Property owners told
to correct violations
FAYETTE – Selectmen took enforcement action against two property owners accused of land-use violations on David Pond. Each was required to take corrective measures to protect pond water quality.
Selectmen set a $750 fine for Edgar Fickett of David Pond Road and required him to make some corrective changes on his property, said Code Enforcement Officer David Giroux.
Fickett didn’t develop his property the way he proposed in his application to the Planning Board and didn’t adhere to conditions that board members had set, Giroux said.
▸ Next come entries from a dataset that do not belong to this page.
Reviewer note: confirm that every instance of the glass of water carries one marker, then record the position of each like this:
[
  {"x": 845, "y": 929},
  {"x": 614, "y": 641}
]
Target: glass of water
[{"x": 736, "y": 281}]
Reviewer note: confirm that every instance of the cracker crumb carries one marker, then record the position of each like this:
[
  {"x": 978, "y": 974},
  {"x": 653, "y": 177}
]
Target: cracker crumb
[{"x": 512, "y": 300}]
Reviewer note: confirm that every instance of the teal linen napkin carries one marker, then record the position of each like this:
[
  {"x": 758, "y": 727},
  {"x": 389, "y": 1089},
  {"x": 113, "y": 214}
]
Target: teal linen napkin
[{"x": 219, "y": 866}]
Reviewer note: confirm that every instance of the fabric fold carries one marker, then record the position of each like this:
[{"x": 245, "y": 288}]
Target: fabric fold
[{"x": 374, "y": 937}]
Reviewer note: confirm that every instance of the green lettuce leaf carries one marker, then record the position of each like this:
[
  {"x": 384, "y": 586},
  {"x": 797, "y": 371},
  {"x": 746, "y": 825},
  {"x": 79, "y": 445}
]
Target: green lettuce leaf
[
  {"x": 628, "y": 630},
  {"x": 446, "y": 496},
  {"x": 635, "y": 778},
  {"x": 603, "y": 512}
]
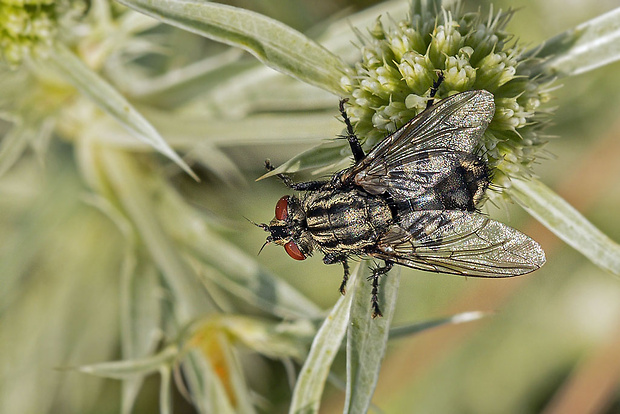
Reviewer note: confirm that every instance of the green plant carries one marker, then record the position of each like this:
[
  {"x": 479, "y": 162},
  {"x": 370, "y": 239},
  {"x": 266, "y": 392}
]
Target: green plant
[{"x": 106, "y": 81}]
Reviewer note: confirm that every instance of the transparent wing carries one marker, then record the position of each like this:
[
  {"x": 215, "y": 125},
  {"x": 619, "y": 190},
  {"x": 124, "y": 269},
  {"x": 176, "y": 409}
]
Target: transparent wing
[
  {"x": 459, "y": 242},
  {"x": 455, "y": 124}
]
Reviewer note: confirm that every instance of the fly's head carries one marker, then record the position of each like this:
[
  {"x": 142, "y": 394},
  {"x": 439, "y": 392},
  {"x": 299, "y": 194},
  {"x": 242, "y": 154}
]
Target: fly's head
[{"x": 288, "y": 228}]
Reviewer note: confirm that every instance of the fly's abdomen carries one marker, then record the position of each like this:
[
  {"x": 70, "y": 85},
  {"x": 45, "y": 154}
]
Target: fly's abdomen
[{"x": 346, "y": 221}]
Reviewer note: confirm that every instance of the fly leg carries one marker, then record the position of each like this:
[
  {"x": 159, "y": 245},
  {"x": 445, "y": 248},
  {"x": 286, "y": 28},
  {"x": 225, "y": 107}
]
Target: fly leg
[
  {"x": 331, "y": 259},
  {"x": 376, "y": 273},
  {"x": 303, "y": 186},
  {"x": 435, "y": 88},
  {"x": 356, "y": 147}
]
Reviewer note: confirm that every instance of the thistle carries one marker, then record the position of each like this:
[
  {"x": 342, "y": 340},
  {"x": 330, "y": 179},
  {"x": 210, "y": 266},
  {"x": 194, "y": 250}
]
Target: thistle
[
  {"x": 392, "y": 82},
  {"x": 28, "y": 28}
]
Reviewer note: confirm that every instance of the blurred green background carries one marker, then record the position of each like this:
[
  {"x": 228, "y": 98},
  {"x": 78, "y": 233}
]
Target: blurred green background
[{"x": 552, "y": 345}]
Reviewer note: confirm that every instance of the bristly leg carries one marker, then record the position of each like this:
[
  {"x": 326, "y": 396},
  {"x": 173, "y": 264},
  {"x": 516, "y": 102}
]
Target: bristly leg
[
  {"x": 435, "y": 88},
  {"x": 331, "y": 259},
  {"x": 376, "y": 273},
  {"x": 356, "y": 147},
  {"x": 303, "y": 186}
]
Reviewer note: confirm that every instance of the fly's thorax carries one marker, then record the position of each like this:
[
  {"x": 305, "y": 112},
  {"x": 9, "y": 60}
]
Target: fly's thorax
[{"x": 345, "y": 220}]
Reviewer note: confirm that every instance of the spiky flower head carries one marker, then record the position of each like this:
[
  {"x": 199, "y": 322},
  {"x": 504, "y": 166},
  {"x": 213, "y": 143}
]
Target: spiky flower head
[
  {"x": 392, "y": 82},
  {"x": 28, "y": 27}
]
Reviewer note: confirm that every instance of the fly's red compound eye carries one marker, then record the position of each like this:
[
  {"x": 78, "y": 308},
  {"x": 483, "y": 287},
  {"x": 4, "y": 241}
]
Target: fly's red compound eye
[
  {"x": 293, "y": 250},
  {"x": 282, "y": 208}
]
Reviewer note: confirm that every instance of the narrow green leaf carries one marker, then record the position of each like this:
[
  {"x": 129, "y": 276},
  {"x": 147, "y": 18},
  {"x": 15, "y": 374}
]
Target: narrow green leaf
[
  {"x": 416, "y": 328},
  {"x": 134, "y": 188},
  {"x": 130, "y": 368},
  {"x": 140, "y": 318},
  {"x": 110, "y": 100},
  {"x": 311, "y": 379},
  {"x": 327, "y": 154},
  {"x": 588, "y": 46},
  {"x": 566, "y": 222},
  {"x": 165, "y": 391},
  {"x": 208, "y": 392},
  {"x": 14, "y": 143},
  {"x": 273, "y": 43},
  {"x": 367, "y": 342}
]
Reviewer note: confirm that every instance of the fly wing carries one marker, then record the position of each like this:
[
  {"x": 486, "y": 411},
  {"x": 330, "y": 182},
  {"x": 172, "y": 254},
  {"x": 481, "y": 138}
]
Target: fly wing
[
  {"x": 459, "y": 242},
  {"x": 455, "y": 124}
]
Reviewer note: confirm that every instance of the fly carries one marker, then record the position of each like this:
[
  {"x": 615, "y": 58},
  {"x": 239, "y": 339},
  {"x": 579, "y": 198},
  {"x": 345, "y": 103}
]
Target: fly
[{"x": 412, "y": 200}]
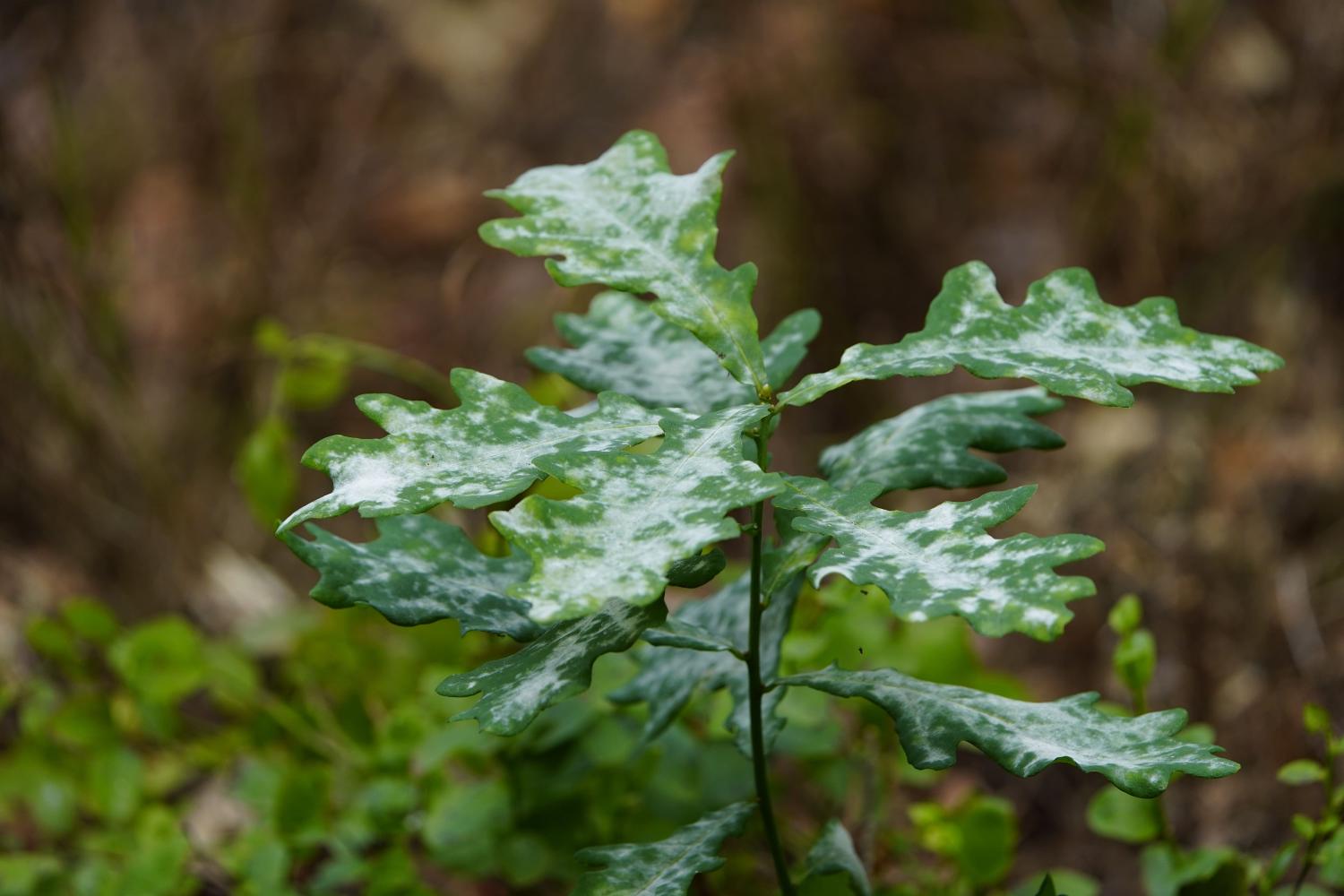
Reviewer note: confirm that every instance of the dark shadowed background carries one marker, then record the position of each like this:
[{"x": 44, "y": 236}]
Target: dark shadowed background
[{"x": 175, "y": 174}]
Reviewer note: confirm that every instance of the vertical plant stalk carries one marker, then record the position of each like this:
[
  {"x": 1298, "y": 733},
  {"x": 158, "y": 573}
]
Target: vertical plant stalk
[{"x": 755, "y": 688}]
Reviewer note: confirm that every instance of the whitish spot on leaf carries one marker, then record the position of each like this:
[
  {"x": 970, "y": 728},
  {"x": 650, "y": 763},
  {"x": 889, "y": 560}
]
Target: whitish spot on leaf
[
  {"x": 666, "y": 866},
  {"x": 1139, "y": 755},
  {"x": 693, "y": 654},
  {"x": 418, "y": 570},
  {"x": 628, "y": 222},
  {"x": 941, "y": 562},
  {"x": 1064, "y": 338},
  {"x": 637, "y": 514},
  {"x": 621, "y": 344},
  {"x": 556, "y": 667},
  {"x": 475, "y": 454},
  {"x": 927, "y": 445}
]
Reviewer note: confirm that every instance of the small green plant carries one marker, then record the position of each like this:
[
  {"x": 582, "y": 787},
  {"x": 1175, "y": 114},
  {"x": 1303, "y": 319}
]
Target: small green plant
[
  {"x": 1169, "y": 869},
  {"x": 648, "y": 477}
]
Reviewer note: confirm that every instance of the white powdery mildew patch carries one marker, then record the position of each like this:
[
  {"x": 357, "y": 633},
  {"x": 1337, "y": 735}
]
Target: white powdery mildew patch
[
  {"x": 669, "y": 676},
  {"x": 927, "y": 445},
  {"x": 666, "y": 866},
  {"x": 417, "y": 571},
  {"x": 473, "y": 454},
  {"x": 1137, "y": 755},
  {"x": 636, "y": 514},
  {"x": 943, "y": 562},
  {"x": 559, "y": 664},
  {"x": 623, "y": 346},
  {"x": 626, "y": 222},
  {"x": 1064, "y": 336}
]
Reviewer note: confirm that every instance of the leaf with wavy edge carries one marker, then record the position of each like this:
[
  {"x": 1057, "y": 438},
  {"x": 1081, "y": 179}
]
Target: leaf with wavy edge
[
  {"x": 1064, "y": 338},
  {"x": 637, "y": 513},
  {"x": 621, "y": 344},
  {"x": 695, "y": 651},
  {"x": 556, "y": 667},
  {"x": 628, "y": 222},
  {"x": 475, "y": 454},
  {"x": 833, "y": 853},
  {"x": 941, "y": 562},
  {"x": 1139, "y": 755},
  {"x": 666, "y": 866},
  {"x": 418, "y": 570},
  {"x": 929, "y": 444}
]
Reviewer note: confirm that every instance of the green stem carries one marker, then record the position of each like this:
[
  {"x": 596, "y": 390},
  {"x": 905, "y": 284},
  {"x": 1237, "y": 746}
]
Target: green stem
[
  {"x": 1314, "y": 842},
  {"x": 755, "y": 688}
]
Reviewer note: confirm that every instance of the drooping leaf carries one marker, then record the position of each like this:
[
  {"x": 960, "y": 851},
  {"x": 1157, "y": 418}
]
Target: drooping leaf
[
  {"x": 418, "y": 570},
  {"x": 666, "y": 866},
  {"x": 694, "y": 654},
  {"x": 556, "y": 667},
  {"x": 624, "y": 347},
  {"x": 637, "y": 514},
  {"x": 473, "y": 454},
  {"x": 628, "y": 222},
  {"x": 833, "y": 853},
  {"x": 929, "y": 444},
  {"x": 1064, "y": 338},
  {"x": 941, "y": 562},
  {"x": 1139, "y": 755}
]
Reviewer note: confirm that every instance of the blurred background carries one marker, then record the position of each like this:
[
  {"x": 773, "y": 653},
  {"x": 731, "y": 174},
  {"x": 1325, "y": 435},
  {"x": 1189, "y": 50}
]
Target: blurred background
[{"x": 220, "y": 222}]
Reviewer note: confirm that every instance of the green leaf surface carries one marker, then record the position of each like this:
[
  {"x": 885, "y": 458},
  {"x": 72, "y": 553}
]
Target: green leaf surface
[
  {"x": 1139, "y": 755},
  {"x": 628, "y": 222},
  {"x": 833, "y": 853},
  {"x": 418, "y": 570},
  {"x": 637, "y": 514},
  {"x": 1064, "y": 338},
  {"x": 666, "y": 866},
  {"x": 941, "y": 562},
  {"x": 475, "y": 454},
  {"x": 694, "y": 571},
  {"x": 695, "y": 656},
  {"x": 929, "y": 444},
  {"x": 623, "y": 346},
  {"x": 556, "y": 667}
]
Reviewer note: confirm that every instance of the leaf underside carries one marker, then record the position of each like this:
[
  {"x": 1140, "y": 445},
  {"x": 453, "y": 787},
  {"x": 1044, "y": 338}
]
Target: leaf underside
[
  {"x": 625, "y": 220},
  {"x": 666, "y": 866},
  {"x": 418, "y": 570},
  {"x": 556, "y": 667},
  {"x": 623, "y": 346},
  {"x": 929, "y": 444},
  {"x": 943, "y": 562},
  {"x": 637, "y": 513},
  {"x": 475, "y": 454},
  {"x": 833, "y": 853},
  {"x": 1139, "y": 755},
  {"x": 1064, "y": 338},
  {"x": 693, "y": 654}
]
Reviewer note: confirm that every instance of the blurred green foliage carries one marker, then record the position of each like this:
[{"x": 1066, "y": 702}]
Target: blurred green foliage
[{"x": 158, "y": 759}]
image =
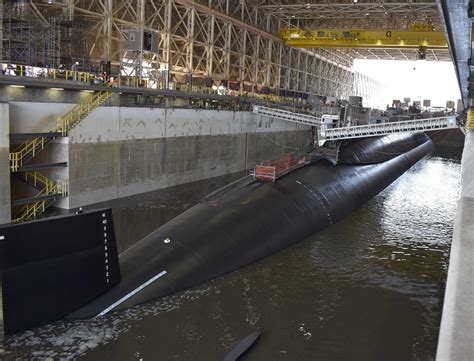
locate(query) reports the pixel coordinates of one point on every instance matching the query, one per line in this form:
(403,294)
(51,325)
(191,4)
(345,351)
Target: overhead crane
(417,36)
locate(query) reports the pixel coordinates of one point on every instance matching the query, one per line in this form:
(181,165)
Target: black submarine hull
(248,220)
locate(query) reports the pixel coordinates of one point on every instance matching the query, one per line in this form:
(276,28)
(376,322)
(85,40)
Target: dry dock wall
(4,164)
(121,151)
(456,338)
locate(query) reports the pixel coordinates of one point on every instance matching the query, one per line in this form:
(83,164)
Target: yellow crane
(417,36)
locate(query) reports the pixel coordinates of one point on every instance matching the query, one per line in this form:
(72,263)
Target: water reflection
(367,288)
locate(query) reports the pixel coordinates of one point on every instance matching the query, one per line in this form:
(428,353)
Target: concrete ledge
(456,338)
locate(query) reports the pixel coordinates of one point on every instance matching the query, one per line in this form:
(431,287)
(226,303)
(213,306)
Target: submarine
(80,275)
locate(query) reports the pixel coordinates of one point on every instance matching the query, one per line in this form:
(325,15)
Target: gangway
(46,190)
(371,130)
(287,115)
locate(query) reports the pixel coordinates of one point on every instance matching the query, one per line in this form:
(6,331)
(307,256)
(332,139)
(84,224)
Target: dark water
(370,287)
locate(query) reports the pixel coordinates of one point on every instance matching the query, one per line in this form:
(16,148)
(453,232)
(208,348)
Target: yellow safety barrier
(63,125)
(32,210)
(470,118)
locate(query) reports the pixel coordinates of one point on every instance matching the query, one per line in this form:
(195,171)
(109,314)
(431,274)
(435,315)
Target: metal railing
(92,78)
(30,211)
(287,115)
(369,130)
(63,125)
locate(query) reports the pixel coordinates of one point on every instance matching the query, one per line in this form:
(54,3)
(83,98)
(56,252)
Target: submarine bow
(249,219)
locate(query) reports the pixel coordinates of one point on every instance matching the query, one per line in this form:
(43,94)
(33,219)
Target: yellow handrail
(60,186)
(63,125)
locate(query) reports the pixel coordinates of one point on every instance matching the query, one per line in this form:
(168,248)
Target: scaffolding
(46,39)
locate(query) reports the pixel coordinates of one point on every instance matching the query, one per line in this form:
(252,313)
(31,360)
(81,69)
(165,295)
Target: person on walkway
(74,69)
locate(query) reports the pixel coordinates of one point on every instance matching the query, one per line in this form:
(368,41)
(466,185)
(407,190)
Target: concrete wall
(118,152)
(5,215)
(121,151)
(456,338)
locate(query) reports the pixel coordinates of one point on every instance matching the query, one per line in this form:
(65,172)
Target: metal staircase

Fickett had purchased property that had an old camp and proposed to put a new mobile home on the site. The home was going to be set back farther than the camp, he said. A driveway was installed 10 feet from the water and he built a second driveway.
Initially, Planning Board members were going to require him to remove everything he’d installed that wasn’t in the application and didn’t meet the board’s conditions, Giroux said.
But that was going to cost a lot of money and, since the intent of the town’s land-use rules is to protect the water quality, selectmen opted to fine him the $750 and require him to rip up about 30 feet of paved driveway and take other erosion mitigation measures, Giroux said.
He was allowed to keep a handicapped-accessible driveway, which was the second one installed, but he had to add gutters to the trailer and find a way to trap runoff water from going into the pond to prevent water pollution, Giroux said.
In the second case, Gloria Dalessandro who has property on Sandy River Road on David Pond had to remove a shed that she built without a permit, Giroux said. She didn’t realize that she needed the permit, he said.
Initially, she was identified as violating the land-use rules because she had paved a driveway without a permit, he said. But after investigation, it was determined she wasn’t in violation because she paved over an existing gravel driveway.
Besides removing the shed, Dalessandro also was required to cover a third of her 50-foot by 150-foot lot with 4 inches of bark mulch and 4 inches of pea-sized gravel, Giroux said.